All five Macon County Board of Education members decried a plan to make their elections partisan during its monthly meeting on Monday, Nov. 27, at East Franklin Elementary.
Board Chair Jim Breedlove added the discussion to the agenda just before approval. The consensus is that Board Attorney John Henning will draft a resolution supporting the current nonpartisan elections for Macon County school board members and pass it on to the Macon County Commissioners.
The agreed-upon plan is once Henning finishes a draft ordinance, he will send blind copy emails to each of the board members so they can’t respond to each other and violate state Open Meeting laws. Board members will respond to Henning with corrections or addendums, and the process repeats itself until everyone individually agrees to the plan. If “big pieces” of the resolution need discussion, as Board Member Hilary Wilkes termed it, the Monday, Dec. 11, school board meeting at Franklin High School will be the venue for those. If the resolution is agreed in an email vote before that Dec. 11 meeting, Macon County Schools will send out a press release.
The resolution, once approved, will be presented at the County Commissioners’ Tuesday, Dec. 12, meeting.
“I would let [the commissioners] know, there will be members of the [school board] at your next meeting, I can promise you that,” Breedlove said to Commissioner Gary Shields, who is against partisan school board elections. Shields was the only commissioner present at Monday’s meeting.
On Nov. 14, the commissioners didn’t act on Commissioner John Shearl’s request that Macon County’s state representatives introduce a bill to make school board elections partisan. This would mean school board candidates would have their party affiliation on the ballot and be subject to primaries. A plurality of commissioners expressed support for the proposal. Most of the school board members were out of town on Nov. 14, with only Board Member Diedre Breeden present.
Breeden said the subject has been heavy on her heart for two weeks.
“I feel like at least for me, it reflects the heart of what we’re trying to propose with the resolution,” Breeden said, explaining that there were “a lot of feelings” expressed at the Nov. 14 commissioners’ meeting.
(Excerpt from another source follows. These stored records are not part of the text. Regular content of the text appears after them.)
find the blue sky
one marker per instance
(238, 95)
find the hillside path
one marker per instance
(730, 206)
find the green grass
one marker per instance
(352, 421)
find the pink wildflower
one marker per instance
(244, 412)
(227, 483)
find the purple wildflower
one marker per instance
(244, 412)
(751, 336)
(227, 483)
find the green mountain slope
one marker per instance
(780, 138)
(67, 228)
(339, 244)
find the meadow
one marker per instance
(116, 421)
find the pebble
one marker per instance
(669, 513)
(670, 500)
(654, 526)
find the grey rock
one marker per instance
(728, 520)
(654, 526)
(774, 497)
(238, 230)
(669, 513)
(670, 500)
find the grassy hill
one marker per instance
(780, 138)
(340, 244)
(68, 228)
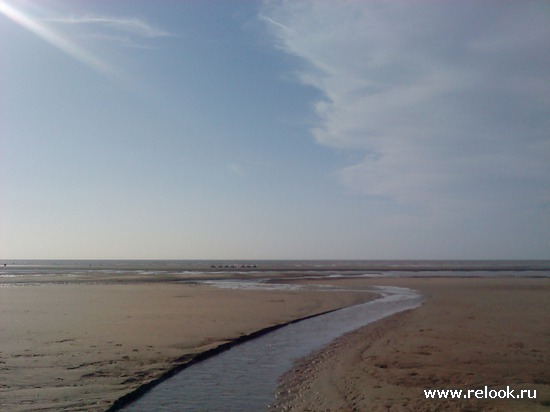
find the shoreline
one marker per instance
(81, 346)
(83, 364)
(190, 360)
(467, 335)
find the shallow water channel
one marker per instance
(244, 378)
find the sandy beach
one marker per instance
(469, 333)
(81, 346)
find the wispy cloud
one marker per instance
(130, 26)
(57, 40)
(444, 100)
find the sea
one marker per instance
(28, 271)
(245, 376)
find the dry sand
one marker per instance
(468, 334)
(81, 346)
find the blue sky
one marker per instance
(278, 129)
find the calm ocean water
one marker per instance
(176, 269)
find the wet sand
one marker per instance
(468, 334)
(80, 346)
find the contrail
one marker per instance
(56, 40)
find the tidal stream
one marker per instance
(244, 378)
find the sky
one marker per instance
(138, 129)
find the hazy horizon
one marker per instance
(275, 130)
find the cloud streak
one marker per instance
(129, 26)
(443, 101)
(56, 39)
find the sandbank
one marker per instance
(469, 333)
(79, 346)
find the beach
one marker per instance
(469, 333)
(81, 345)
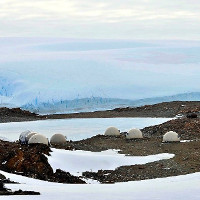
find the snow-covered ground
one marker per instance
(79, 161)
(35, 70)
(180, 187)
(75, 129)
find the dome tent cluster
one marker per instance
(28, 137)
(135, 133)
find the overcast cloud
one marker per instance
(122, 19)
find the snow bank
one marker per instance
(79, 161)
(180, 187)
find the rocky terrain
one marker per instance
(30, 160)
(186, 160)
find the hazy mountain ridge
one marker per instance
(99, 103)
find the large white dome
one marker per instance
(112, 131)
(171, 136)
(28, 136)
(134, 133)
(58, 139)
(22, 137)
(38, 138)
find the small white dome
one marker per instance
(22, 137)
(28, 136)
(171, 136)
(112, 131)
(38, 138)
(58, 139)
(134, 133)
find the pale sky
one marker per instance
(116, 19)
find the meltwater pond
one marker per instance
(75, 129)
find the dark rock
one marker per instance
(191, 115)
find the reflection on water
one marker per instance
(75, 129)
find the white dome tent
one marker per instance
(58, 139)
(28, 136)
(134, 133)
(22, 137)
(38, 139)
(112, 131)
(171, 136)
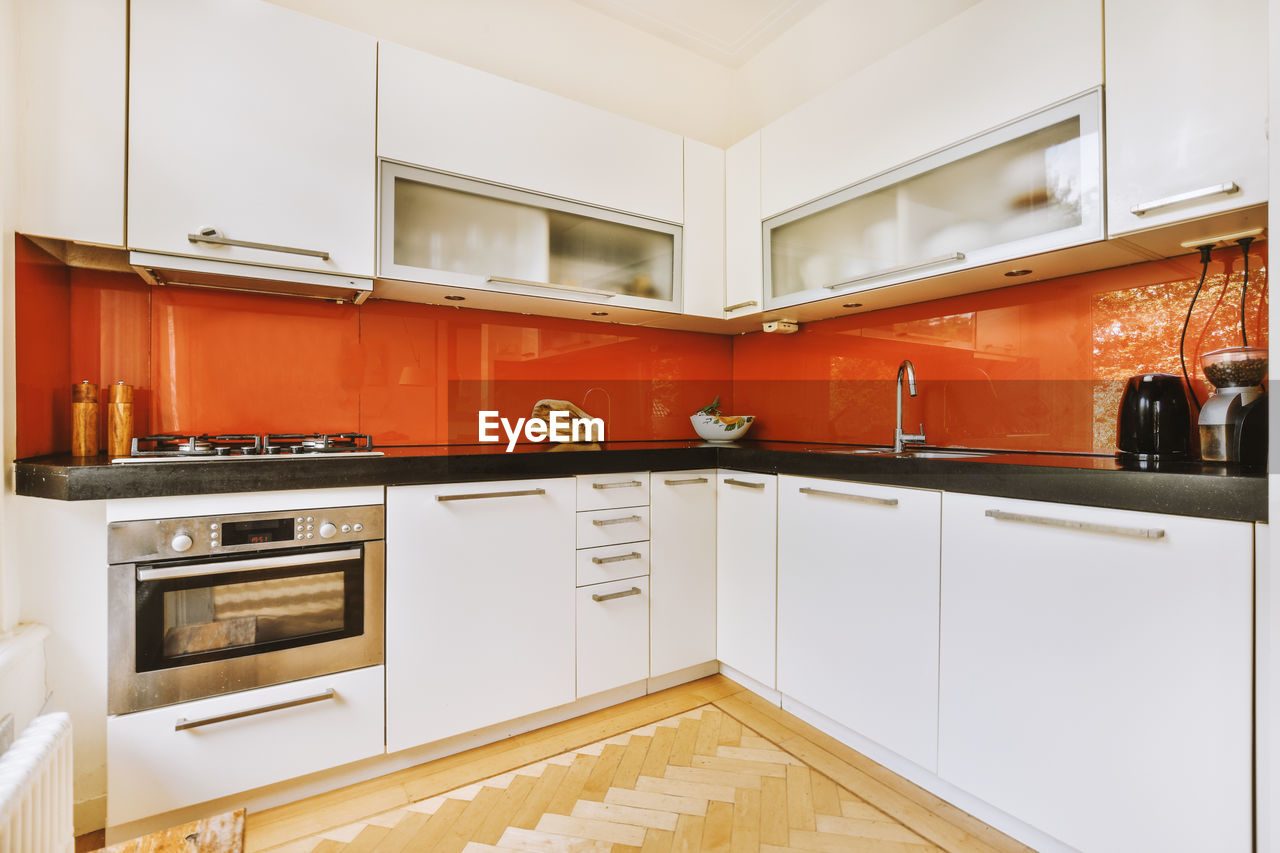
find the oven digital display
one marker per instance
(257, 532)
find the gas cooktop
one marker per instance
(240, 447)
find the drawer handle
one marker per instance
(214, 236)
(604, 523)
(183, 724)
(1088, 527)
(859, 498)
(744, 483)
(600, 561)
(895, 270)
(1216, 190)
(634, 591)
(476, 496)
(570, 288)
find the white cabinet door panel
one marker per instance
(479, 606)
(443, 115)
(858, 609)
(1180, 127)
(746, 518)
(681, 570)
(256, 121)
(1095, 684)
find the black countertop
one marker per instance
(1180, 488)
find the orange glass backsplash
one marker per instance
(1036, 366)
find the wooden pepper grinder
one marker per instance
(119, 420)
(85, 419)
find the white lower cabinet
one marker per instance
(479, 605)
(159, 761)
(1096, 671)
(682, 570)
(746, 507)
(858, 609)
(612, 634)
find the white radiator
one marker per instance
(36, 789)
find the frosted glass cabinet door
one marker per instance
(446, 229)
(1023, 188)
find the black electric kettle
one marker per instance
(1155, 418)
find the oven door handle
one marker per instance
(248, 565)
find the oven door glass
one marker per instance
(206, 610)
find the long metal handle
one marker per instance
(476, 496)
(600, 561)
(213, 236)
(846, 496)
(1088, 527)
(182, 724)
(1216, 190)
(571, 288)
(604, 523)
(750, 486)
(634, 591)
(895, 270)
(248, 565)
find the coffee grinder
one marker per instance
(1233, 424)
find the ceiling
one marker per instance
(711, 69)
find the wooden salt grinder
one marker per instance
(119, 420)
(85, 419)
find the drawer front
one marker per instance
(156, 769)
(612, 562)
(608, 491)
(612, 527)
(612, 634)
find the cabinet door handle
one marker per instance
(476, 496)
(1203, 192)
(571, 288)
(600, 561)
(634, 591)
(846, 496)
(895, 270)
(1088, 527)
(182, 724)
(604, 523)
(214, 236)
(750, 486)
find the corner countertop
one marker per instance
(1207, 489)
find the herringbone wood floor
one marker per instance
(695, 780)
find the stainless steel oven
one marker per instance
(210, 605)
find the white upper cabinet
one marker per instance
(987, 65)
(1027, 187)
(744, 281)
(1187, 128)
(257, 122)
(443, 115)
(704, 229)
(71, 121)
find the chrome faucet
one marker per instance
(900, 438)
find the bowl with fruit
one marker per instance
(713, 425)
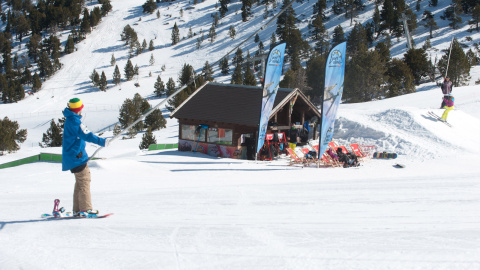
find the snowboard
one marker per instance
(438, 118)
(384, 155)
(70, 216)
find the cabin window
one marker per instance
(220, 136)
(188, 133)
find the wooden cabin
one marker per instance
(222, 119)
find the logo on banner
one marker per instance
(275, 58)
(336, 59)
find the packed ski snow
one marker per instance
(184, 210)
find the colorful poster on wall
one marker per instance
(273, 71)
(332, 95)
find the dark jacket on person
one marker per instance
(447, 87)
(74, 136)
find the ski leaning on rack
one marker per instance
(432, 114)
(59, 213)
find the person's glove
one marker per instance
(107, 141)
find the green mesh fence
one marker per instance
(36, 158)
(163, 146)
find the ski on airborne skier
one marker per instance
(59, 213)
(439, 118)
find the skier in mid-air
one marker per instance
(75, 158)
(449, 102)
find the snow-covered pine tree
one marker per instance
(129, 70)
(159, 87)
(175, 34)
(53, 137)
(117, 76)
(102, 84)
(155, 120)
(11, 135)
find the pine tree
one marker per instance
(170, 90)
(152, 60)
(155, 120)
(10, 135)
(117, 76)
(257, 38)
(170, 86)
(159, 87)
(129, 35)
(338, 36)
(147, 139)
(249, 78)
(116, 129)
(400, 78)
(19, 91)
(129, 113)
(458, 68)
(237, 76)
(34, 47)
(151, 47)
(238, 58)
(316, 76)
(149, 7)
(352, 7)
(223, 8)
(102, 85)
(452, 13)
(94, 77)
(417, 61)
(296, 79)
(429, 22)
(273, 41)
(387, 15)
(319, 34)
(53, 137)
(475, 17)
(175, 34)
(207, 72)
(37, 82)
(357, 40)
(70, 45)
(45, 65)
(212, 34)
(246, 9)
(384, 51)
(224, 67)
(231, 32)
(129, 70)
(85, 24)
(186, 74)
(364, 77)
(376, 19)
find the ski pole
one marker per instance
(449, 54)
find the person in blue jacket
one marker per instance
(74, 156)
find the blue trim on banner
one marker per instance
(332, 95)
(273, 72)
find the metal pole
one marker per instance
(449, 54)
(193, 80)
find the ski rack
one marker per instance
(189, 82)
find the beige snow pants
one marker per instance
(82, 199)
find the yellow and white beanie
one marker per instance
(75, 105)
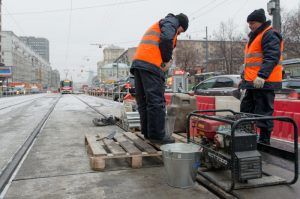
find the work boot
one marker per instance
(265, 136)
(165, 140)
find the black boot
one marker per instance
(265, 136)
(165, 140)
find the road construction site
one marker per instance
(47, 152)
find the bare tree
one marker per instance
(186, 56)
(291, 34)
(229, 52)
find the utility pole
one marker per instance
(206, 49)
(274, 10)
(1, 64)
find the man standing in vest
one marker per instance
(152, 59)
(263, 71)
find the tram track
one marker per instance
(10, 168)
(97, 111)
(28, 100)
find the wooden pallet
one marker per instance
(124, 146)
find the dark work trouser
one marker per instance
(260, 101)
(151, 103)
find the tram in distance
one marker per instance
(66, 86)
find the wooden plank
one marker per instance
(114, 147)
(127, 145)
(140, 143)
(95, 147)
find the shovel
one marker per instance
(110, 136)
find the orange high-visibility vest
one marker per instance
(254, 59)
(148, 49)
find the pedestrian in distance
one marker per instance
(152, 59)
(262, 71)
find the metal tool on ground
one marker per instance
(104, 121)
(110, 136)
(232, 150)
Breeden pointed out that despite how heavy the discussion got at times, MCS CTE Director Colleen Strickland positively changed the mood during her aviation students’ presentation.
“I mean, that’s the heartbeat of what Macon County Schools is,” Breeden said. “I just hope this resolution puts forward that is what our purpose is.”
Breedlove said, “If it ain’t broke, don’t fix it,” and complimented how the current system isn’t broken and works “extremely well.”
Board Member Stephanie Laseter said no one on the board felt like they were running for political office and “feels emphatic about that.”
Board Member Melissa Evans said it’s public knowledge what party affiliation everyone on the board is, but that doesn’t matter on the school board. As a grandmother, Evans said her school board vote shouldn’t come down to party affiliation.
“You put a letter past their name, you’re not voting, a lot of times, on that person’s character, their moral values,” Evans said. “A lot of times, people tend to just circle the R or circle the D, and they don’t know anything about that person. And I think that is detrimental in any election, especially when you’re dealing with your children. And you need to know what kind of character and the values that individual believes in…. I think you are stripping those children of getting the best person from a lot of people who don’t see anything but that letter.
“I totally think our children deserve better than that, I really do.”
Wilkes said she was “very offended” by the way the commissioners brought up partisan school boards without any consultation, mentioning the “In the Best Interest of our Students” mantra in their central office meeting space.
“I did not see how it served our community of schools and faculty and parents. I was pretty angry about being excluded from a conversation that is so important,” Wilkes said, noting she talks with her fellow school board members regularly. “We work extremely well together; this is a high-functioning scenario. Anything that’s going to mitigate it or muck it up, it’s something I will fight passionately to avoid. The five people who put their names on a resolution like this are representing every school, every principal, every teacher, every student and every parent. And we’re here to do that and nothing political needs to be involved in that.”
Wilkes said she sent a public comment to be read into the record at the Nov. 14 commissioners meeting as she was out of town, but it didn’t happen. Wilkes said she’ll read it at their next meeting.
“I hope we can find a resolution to stand behind,” Wilkes said.
Henning said state lawmakers have pushed partisan school board elections in recent years. Before this year, Henning says, there was discussion with a community before making that change, but “not so much during this calendar year” at the N.C. General Assembly.
“Several of our clients found themselves suddenly the subject of a local act being pushed through the General Assembly without their knowledge, let alone their endorsement or discussion,” Henning said, noting that in 2015, 17 of 115 N.C. school districts had partisan elections. That number is close to 50 now in 2023.
The Macon Board of Education elections have been nonpartisan “since at least 1968,” Henning said, noting it’s hard to find records from beforehand.
At the end of the discussion, Breedlove asked Henning to “keep them out of trouble” with the resolution.